Regeneration is very well situated historically, and scenes are vividly set in just a few sentences. One of Barker’s particular strengths here are the comparisons which she makes between wartime and civilian life, particularly with regard to way in which she shows how quite ordinary things can be triggers for what soldiers had experienced in the trenches. When a character named Burns is travelling on a bus, to give one example, she writes: ‘A branch rattled along the windows with a sound like machine-gun fire, and he had to bite his lips to stop himself crying out.’ She also demonstrates an impressive emotional range in her explorations of isolation and freedom, wellbeing and mentality, nightmare states and hallucinatory moments, and the profound effects which each of these things can cause.

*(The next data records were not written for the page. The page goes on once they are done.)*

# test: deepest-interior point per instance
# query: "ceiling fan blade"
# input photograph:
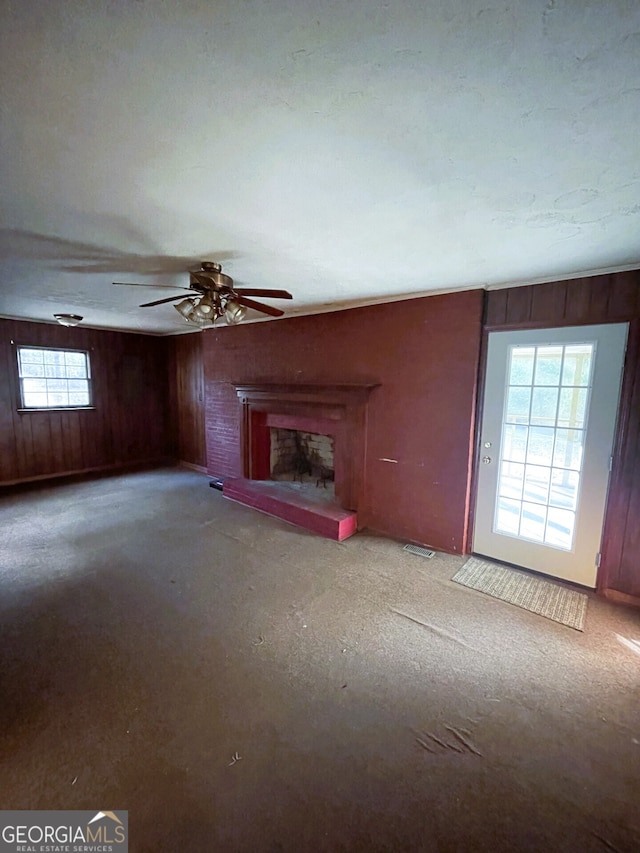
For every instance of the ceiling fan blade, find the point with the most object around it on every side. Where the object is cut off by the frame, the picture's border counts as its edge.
(259, 306)
(261, 291)
(161, 301)
(139, 284)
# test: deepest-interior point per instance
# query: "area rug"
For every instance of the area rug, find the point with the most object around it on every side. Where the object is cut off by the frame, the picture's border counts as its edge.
(524, 590)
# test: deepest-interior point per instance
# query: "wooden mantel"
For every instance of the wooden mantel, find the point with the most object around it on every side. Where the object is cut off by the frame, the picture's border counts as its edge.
(336, 410)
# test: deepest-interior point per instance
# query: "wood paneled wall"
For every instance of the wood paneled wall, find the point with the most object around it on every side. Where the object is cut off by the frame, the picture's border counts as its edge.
(187, 399)
(598, 299)
(129, 423)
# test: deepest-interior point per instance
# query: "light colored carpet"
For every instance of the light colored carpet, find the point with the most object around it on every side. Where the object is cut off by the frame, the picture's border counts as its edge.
(525, 590)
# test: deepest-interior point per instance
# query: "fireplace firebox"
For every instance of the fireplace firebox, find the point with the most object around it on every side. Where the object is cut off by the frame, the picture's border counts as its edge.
(338, 413)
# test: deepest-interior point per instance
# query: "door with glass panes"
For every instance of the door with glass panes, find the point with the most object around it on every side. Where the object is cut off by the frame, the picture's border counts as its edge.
(547, 429)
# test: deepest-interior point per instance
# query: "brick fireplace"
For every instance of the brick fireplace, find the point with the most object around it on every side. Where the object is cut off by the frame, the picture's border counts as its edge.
(336, 412)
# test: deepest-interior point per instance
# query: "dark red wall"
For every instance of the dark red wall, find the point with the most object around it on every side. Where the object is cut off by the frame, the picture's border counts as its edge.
(423, 352)
(128, 425)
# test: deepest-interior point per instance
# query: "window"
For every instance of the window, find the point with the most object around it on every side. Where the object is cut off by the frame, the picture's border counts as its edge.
(53, 378)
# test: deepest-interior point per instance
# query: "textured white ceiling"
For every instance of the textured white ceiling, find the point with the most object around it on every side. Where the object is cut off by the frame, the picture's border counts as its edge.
(346, 150)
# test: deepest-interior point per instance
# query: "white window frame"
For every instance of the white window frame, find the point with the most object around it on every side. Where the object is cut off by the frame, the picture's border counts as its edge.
(63, 376)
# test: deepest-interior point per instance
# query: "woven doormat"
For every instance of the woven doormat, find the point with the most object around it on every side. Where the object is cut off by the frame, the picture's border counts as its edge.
(524, 590)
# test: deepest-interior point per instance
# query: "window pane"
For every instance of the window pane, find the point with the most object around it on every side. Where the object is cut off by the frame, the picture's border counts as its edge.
(32, 369)
(536, 484)
(78, 398)
(544, 402)
(577, 364)
(53, 378)
(540, 449)
(31, 356)
(76, 372)
(75, 359)
(508, 516)
(532, 522)
(34, 400)
(514, 445)
(31, 386)
(57, 399)
(521, 371)
(518, 404)
(568, 450)
(559, 530)
(54, 370)
(573, 404)
(511, 480)
(548, 365)
(564, 489)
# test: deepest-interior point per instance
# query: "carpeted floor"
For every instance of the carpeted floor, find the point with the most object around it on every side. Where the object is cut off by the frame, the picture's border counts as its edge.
(151, 630)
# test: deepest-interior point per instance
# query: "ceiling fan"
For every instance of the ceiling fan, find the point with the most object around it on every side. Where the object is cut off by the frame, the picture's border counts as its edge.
(216, 297)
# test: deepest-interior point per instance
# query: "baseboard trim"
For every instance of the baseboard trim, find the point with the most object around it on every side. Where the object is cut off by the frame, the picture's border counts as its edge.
(621, 597)
(201, 469)
(85, 472)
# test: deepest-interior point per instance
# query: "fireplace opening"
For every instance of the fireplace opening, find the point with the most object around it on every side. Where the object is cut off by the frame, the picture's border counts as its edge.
(303, 461)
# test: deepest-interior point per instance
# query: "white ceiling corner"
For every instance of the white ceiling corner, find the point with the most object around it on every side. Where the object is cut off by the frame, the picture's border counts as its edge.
(348, 152)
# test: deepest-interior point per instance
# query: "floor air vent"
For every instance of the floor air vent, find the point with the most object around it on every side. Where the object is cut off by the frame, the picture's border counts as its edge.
(421, 552)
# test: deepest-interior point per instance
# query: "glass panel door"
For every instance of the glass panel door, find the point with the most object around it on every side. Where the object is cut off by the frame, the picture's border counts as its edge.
(551, 399)
(543, 432)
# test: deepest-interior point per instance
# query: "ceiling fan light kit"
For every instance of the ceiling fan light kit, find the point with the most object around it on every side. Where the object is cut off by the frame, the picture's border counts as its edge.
(68, 319)
(216, 297)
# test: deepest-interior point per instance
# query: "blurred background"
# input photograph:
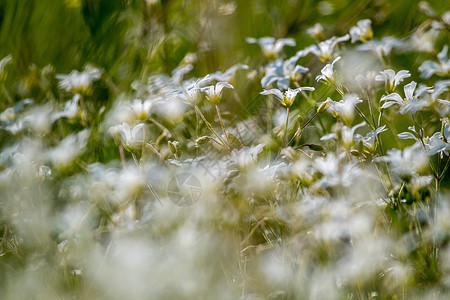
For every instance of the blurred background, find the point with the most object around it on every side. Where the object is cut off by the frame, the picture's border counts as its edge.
(130, 39)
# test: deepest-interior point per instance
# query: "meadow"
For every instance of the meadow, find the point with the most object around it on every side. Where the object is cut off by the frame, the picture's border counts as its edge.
(240, 149)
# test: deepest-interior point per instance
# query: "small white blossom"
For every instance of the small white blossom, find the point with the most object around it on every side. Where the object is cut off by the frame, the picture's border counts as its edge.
(344, 108)
(316, 32)
(214, 92)
(328, 72)
(287, 98)
(132, 138)
(408, 162)
(391, 79)
(141, 109)
(411, 103)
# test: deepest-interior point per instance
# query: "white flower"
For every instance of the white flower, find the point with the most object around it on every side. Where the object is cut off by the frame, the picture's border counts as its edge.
(6, 60)
(344, 108)
(428, 68)
(369, 140)
(287, 99)
(71, 109)
(440, 142)
(391, 79)
(214, 93)
(246, 157)
(141, 109)
(362, 31)
(270, 46)
(324, 50)
(328, 72)
(407, 162)
(79, 82)
(316, 32)
(132, 138)
(282, 72)
(411, 103)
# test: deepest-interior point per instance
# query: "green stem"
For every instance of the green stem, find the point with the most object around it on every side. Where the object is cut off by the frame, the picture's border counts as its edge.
(287, 123)
(210, 127)
(222, 125)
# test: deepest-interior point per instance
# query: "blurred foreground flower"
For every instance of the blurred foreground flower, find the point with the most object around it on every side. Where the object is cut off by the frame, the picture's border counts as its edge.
(287, 98)
(79, 82)
(270, 46)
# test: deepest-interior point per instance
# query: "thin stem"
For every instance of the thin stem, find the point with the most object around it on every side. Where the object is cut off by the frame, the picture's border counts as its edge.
(210, 127)
(287, 123)
(338, 89)
(222, 125)
(122, 155)
(441, 176)
(304, 94)
(162, 127)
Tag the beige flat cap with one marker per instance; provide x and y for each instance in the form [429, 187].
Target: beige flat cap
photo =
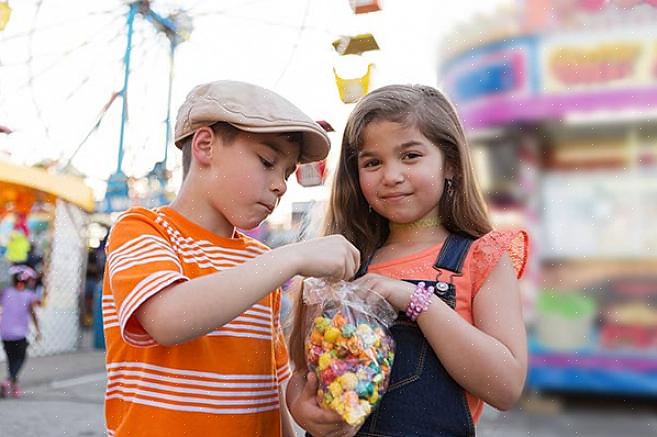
[250, 108]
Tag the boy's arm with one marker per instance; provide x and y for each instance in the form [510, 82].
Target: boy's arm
[186, 310]
[303, 406]
[286, 419]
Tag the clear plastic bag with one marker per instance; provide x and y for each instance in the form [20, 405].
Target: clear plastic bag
[348, 346]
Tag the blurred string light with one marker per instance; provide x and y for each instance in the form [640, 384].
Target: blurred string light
[5, 13]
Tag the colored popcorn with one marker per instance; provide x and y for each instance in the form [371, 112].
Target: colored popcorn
[352, 360]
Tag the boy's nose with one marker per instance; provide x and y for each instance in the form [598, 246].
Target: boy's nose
[279, 185]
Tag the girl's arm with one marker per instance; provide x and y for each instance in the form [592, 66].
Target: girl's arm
[489, 359]
[286, 420]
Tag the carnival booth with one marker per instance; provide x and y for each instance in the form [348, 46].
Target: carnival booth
[43, 221]
[560, 110]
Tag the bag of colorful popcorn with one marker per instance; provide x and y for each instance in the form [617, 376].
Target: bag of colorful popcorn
[348, 346]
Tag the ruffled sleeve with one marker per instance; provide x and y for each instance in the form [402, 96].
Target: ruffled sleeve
[487, 251]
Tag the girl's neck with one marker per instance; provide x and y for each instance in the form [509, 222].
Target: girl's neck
[421, 232]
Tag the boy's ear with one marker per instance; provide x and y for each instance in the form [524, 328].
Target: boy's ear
[449, 171]
[202, 145]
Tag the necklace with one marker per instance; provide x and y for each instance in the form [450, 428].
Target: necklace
[428, 222]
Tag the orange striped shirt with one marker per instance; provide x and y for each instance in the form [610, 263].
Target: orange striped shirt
[223, 383]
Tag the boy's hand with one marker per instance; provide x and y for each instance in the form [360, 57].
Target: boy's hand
[315, 419]
[397, 293]
[331, 256]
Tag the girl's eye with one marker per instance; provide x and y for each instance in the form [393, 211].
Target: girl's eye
[266, 163]
[371, 163]
[411, 155]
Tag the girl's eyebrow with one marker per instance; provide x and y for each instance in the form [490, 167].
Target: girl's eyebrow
[403, 146]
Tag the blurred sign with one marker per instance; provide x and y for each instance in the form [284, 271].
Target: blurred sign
[598, 215]
[364, 6]
[5, 13]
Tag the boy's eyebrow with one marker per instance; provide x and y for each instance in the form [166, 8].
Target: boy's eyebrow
[277, 149]
[402, 146]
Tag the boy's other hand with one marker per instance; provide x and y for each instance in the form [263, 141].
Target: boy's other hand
[397, 293]
[331, 256]
[314, 419]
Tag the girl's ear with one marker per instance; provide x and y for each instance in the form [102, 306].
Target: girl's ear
[202, 145]
[449, 171]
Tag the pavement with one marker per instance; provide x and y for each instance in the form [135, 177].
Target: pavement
[64, 397]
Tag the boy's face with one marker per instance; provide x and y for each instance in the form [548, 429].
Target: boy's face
[249, 176]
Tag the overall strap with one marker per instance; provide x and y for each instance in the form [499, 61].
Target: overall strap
[453, 253]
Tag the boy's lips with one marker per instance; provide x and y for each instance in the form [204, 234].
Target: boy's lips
[269, 208]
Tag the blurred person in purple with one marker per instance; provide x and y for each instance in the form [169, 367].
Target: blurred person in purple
[17, 304]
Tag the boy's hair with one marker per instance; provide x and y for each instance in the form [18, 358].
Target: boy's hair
[428, 110]
[225, 131]
[21, 273]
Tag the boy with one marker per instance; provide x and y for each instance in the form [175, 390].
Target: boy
[194, 344]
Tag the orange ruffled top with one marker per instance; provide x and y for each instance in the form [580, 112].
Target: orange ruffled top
[482, 257]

There is, of course, much in the novel about medical experimentation, and how best to treat such troubled men. Thoughts of, and explorations around, masculinity, have been cleverly woven in. Barker makes it clear from the outset that the methods which Rivers has adopted in his radical treatment plan go quite against the moral, ‘manly’ values instilled in him, of demonstrating only strength and valour. He, and too his patients, were not expected to show any signs of weakness. Of this, Barker observes: ‘… he was already experimenting on himself. In leading his patients to understand that breakdown was nothing to be ashamed of, that horror and fear were inevitable responses to the trauma of war and were better acknowledged than suppressed, that feelings of kindnesses for other men were natural and right, that tears were an acceptable and helpful part of grieving, he was setting himself against the whole tenor of their upbringing.’ She goes on to write: ‘The change he demanded of them – and by implication of himself – was not trivial. Fear, tenderness – these emotions were so despised that they could be admitted into consciousness only at the cost of redefining what it meant to be a man.’
I had a feeling that I might regret leaving it so long to pick up Regeneration, and I am. It is a stunning novel, compelling from the outset, and filled with moments of harrowing beauty, and poignant reflections on conflict and its worth. I already have the second book in the trilogy, The Eye in the Door, on my to-read pile, and am very much looking forward to continuing with it sooner rather than later. I imagine that it will be just as moving as Regeneration proved to be, this wonderful mixture of fact and fiction, in which Barker is constantly aware of the significance of every tiny thing.